LA GOULE DE SAUVAS

1971 - 1974

par Denis Lorain

l'entrée, par JM Belin

 

 

J'ai connu la Goule en 1971. Je n'avais aucune idée de ce j'allais voir dans ce trou ! Et bien, j'ai vite compris !
la crue,
par Denis Lorain

Le premier jour, nous avons dû préparer l'approche du 1er siphon. Lorsque je suis entré ici, dans la Goule, je remarquais un véritable chaos. La goule n'étant pas une résurgence, les eaux s'y engouffrent, en période de crue, avec une rare violence.

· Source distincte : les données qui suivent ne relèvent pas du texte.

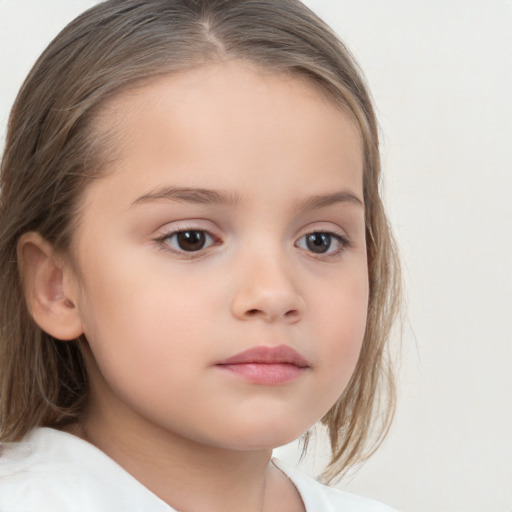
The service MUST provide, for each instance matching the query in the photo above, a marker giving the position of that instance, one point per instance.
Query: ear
(49, 288)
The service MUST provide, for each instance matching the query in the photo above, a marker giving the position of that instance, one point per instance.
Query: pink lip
(266, 365)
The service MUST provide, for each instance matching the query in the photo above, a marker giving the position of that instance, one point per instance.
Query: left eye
(322, 243)
(189, 240)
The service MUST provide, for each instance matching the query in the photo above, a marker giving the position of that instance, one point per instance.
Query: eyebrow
(223, 198)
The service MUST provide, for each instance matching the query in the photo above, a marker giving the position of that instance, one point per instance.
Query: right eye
(186, 240)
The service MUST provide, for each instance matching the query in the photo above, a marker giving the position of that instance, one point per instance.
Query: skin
(158, 319)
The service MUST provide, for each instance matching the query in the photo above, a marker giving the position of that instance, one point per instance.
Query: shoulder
(321, 498)
(54, 471)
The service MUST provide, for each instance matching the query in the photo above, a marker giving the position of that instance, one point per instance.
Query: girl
(196, 265)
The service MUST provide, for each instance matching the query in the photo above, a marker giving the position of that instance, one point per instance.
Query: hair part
(53, 150)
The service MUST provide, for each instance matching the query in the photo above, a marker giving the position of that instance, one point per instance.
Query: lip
(266, 365)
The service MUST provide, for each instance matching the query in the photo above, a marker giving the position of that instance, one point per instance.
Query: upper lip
(267, 355)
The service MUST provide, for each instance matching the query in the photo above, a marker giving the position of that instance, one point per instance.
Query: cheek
(341, 322)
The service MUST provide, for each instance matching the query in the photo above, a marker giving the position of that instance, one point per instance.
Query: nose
(266, 291)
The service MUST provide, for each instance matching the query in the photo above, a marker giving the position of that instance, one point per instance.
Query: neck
(190, 476)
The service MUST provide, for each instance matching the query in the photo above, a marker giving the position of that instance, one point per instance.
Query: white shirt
(52, 471)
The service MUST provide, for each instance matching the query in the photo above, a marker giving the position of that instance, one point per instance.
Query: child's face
(160, 313)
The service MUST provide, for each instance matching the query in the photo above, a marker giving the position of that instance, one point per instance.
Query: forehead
(230, 120)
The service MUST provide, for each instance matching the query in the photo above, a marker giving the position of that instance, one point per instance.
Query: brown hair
(52, 152)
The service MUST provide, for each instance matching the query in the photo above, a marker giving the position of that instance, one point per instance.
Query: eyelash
(163, 243)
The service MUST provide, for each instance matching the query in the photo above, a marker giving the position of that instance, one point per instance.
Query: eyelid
(162, 240)
(342, 240)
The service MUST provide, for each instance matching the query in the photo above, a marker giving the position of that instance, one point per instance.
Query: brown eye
(323, 243)
(190, 240)
(318, 242)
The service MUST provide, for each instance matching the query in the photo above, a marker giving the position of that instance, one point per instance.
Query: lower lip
(269, 374)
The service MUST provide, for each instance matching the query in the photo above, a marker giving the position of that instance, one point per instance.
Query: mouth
(266, 365)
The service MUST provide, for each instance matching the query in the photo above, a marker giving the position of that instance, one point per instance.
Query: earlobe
(48, 294)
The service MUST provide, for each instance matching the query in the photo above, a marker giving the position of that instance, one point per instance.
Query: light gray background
(441, 76)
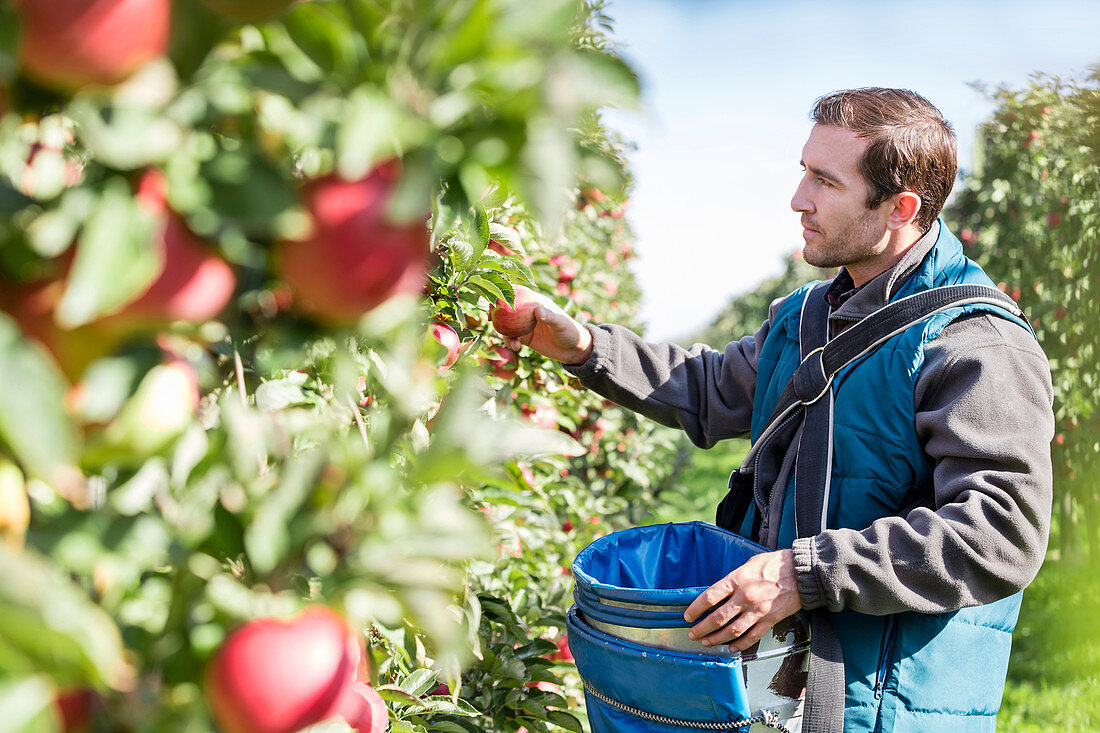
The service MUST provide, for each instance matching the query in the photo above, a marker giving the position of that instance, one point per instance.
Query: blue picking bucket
(641, 674)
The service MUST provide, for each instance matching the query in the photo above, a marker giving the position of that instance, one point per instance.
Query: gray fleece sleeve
(985, 419)
(705, 392)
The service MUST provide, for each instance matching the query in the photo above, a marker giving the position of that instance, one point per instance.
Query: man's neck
(895, 243)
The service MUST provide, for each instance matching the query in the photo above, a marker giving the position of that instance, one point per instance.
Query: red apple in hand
(516, 319)
(72, 43)
(355, 258)
(363, 709)
(278, 676)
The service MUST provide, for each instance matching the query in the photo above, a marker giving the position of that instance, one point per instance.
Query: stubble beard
(857, 242)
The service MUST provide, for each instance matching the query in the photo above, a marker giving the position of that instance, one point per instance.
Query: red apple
(278, 676)
(363, 709)
(248, 10)
(449, 339)
(74, 707)
(545, 417)
(355, 258)
(72, 43)
(528, 474)
(32, 306)
(517, 319)
(194, 285)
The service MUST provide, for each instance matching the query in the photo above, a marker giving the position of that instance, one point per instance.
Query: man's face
(838, 228)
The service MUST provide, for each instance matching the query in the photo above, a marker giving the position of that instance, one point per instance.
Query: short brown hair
(912, 146)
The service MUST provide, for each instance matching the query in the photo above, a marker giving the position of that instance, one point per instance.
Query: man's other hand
(538, 323)
(747, 602)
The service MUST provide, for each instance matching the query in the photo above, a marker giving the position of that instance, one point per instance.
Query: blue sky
(727, 86)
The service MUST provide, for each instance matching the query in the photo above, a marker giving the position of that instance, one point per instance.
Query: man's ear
(906, 205)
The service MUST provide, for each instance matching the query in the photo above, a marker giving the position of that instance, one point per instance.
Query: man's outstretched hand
(538, 323)
(747, 602)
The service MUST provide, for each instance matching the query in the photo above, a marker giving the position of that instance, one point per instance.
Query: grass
(1054, 673)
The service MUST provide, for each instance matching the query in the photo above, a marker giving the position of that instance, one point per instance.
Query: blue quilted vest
(906, 671)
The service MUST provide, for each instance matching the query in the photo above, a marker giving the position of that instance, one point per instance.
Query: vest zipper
(889, 634)
(765, 502)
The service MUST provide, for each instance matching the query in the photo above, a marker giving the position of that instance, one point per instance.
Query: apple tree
(248, 249)
(1029, 212)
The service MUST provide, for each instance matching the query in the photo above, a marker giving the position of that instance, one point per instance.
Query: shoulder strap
(820, 364)
(810, 389)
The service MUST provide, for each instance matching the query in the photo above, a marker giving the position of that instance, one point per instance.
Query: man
(941, 469)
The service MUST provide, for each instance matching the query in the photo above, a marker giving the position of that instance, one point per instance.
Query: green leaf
(267, 537)
(277, 394)
(26, 704)
(490, 290)
(125, 138)
(419, 681)
(56, 626)
(462, 253)
(366, 132)
(481, 221)
(394, 693)
(33, 422)
(598, 79)
(508, 237)
(246, 187)
(439, 703)
(116, 259)
(322, 35)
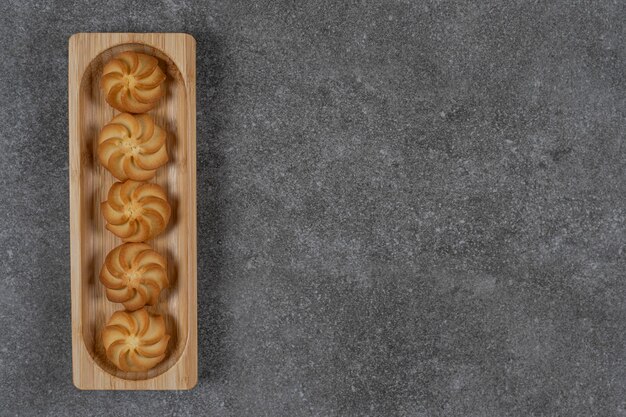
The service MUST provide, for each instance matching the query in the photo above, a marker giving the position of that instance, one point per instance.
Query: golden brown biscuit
(133, 82)
(136, 211)
(135, 341)
(132, 147)
(134, 275)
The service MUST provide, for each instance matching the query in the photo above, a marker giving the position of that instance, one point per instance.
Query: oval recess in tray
(95, 182)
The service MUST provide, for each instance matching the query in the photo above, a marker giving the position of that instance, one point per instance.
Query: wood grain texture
(89, 184)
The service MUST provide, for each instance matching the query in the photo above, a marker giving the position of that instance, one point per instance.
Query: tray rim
(183, 374)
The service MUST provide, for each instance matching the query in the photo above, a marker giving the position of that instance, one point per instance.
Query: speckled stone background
(406, 208)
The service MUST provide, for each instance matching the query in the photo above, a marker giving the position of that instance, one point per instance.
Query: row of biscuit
(132, 147)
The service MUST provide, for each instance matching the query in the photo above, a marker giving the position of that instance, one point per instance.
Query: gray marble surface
(406, 208)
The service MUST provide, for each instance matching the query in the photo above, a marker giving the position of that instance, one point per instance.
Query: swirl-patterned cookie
(133, 82)
(134, 275)
(136, 211)
(135, 341)
(132, 147)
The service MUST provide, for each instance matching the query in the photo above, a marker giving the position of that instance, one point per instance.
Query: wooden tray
(89, 184)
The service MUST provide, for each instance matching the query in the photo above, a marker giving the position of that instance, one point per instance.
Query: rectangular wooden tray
(89, 184)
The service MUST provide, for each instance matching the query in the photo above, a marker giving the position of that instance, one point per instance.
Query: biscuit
(134, 275)
(135, 341)
(136, 211)
(132, 147)
(133, 82)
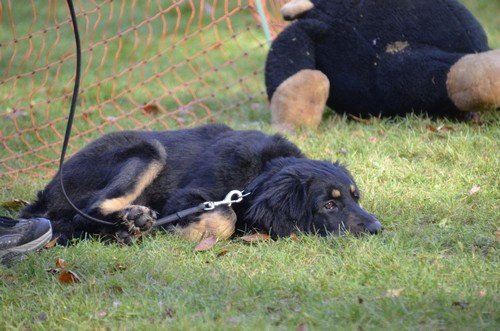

Des décharges sauvages devaient se trouver sur les plateaux environnants. L'eau entraînait n'importe quoi sur son passage. En entrant dans cette grotte, je voyais des troncs d'arbres coincés dans les rochers. Des vieux pneus de voitures, ou de camions, non moins coincés dans des anfractuosités. Le plus spectaculaire était cette machine à laver (ou était-ce une cuisinière ?) que j'apercevais, encastrée dans la voûte rocheuse, 15 mètres au dessus de nous !!
Oui, il ne devait pas faire bon d'être ici en cas d'orage.

la crue , par Denis Lorain

C'est la raison pour laquelle nous laissions toujours une équipe de soutien à l'extérieur, équipe qui se renseignait sur les conditions climatiques, prête à envoyer des copains, en cas d'alerte météo, pour nous faire ressortir en 4 ème vitesse. Pourtant, nous étions parfois, à plusieurs kilomètres à l'intérieur et il n'aurait pas été facile de nous joindre dans une grotte aussi démentielle !

C'est aussi pour cette raison que l'on préparait, pendant un ou deux jours, notre expédition souterraine, alors que l'on serait engagé pour 24, 36 ou 48 heures d'affilée, avant de ressortir de là !

Ce premier jour, nous développons une ligne téléphone pour alimenter nos EE8. Mais il nous fallut des heures pour installer échelles et cordes pour franchir d'énormes crevasses remplies d'une eau noirâtre et franchir, aussi, des barres rocheuses de plusieurs mètres. Rien n'était simple dans ce trou !

Plusieurs aller-retour ont été nécessaires, dans la journée, pour équiper ce parcours de 600 mètres. Puis revenir avec nos sacs de matériel et déposer nos scaphandres près du 1 er siphon.

Nous avons trouvé une solution pour acheminer du matériel craignant l'eau. Une cocotte minute de bonne capacité, la soupape ayant été condamnée, pour que cet ustensile de cuisine soit parfaitement étanche !

C'est ainsi que le lendemain, je faisais le parcours, jusqu'au 1 er siphon, en passant par les mains courantes, échelles et cordes, avec une cocotte minute, que les copains m'avaient sangléé sur le dos. Elle ne pesait pas moins de 20kg !

Le 3ème jour, nous avons franchi le 1er siphon, topographié presque 800 mètres de galerie nouvelle, jusqu'au 2 ème siphon. En fait, le passage d'une rivière, probablement la Claysse. Deux départs siphonnant, un à droite et l'autre à gauche. Normal, la rivière souterraine passait par là !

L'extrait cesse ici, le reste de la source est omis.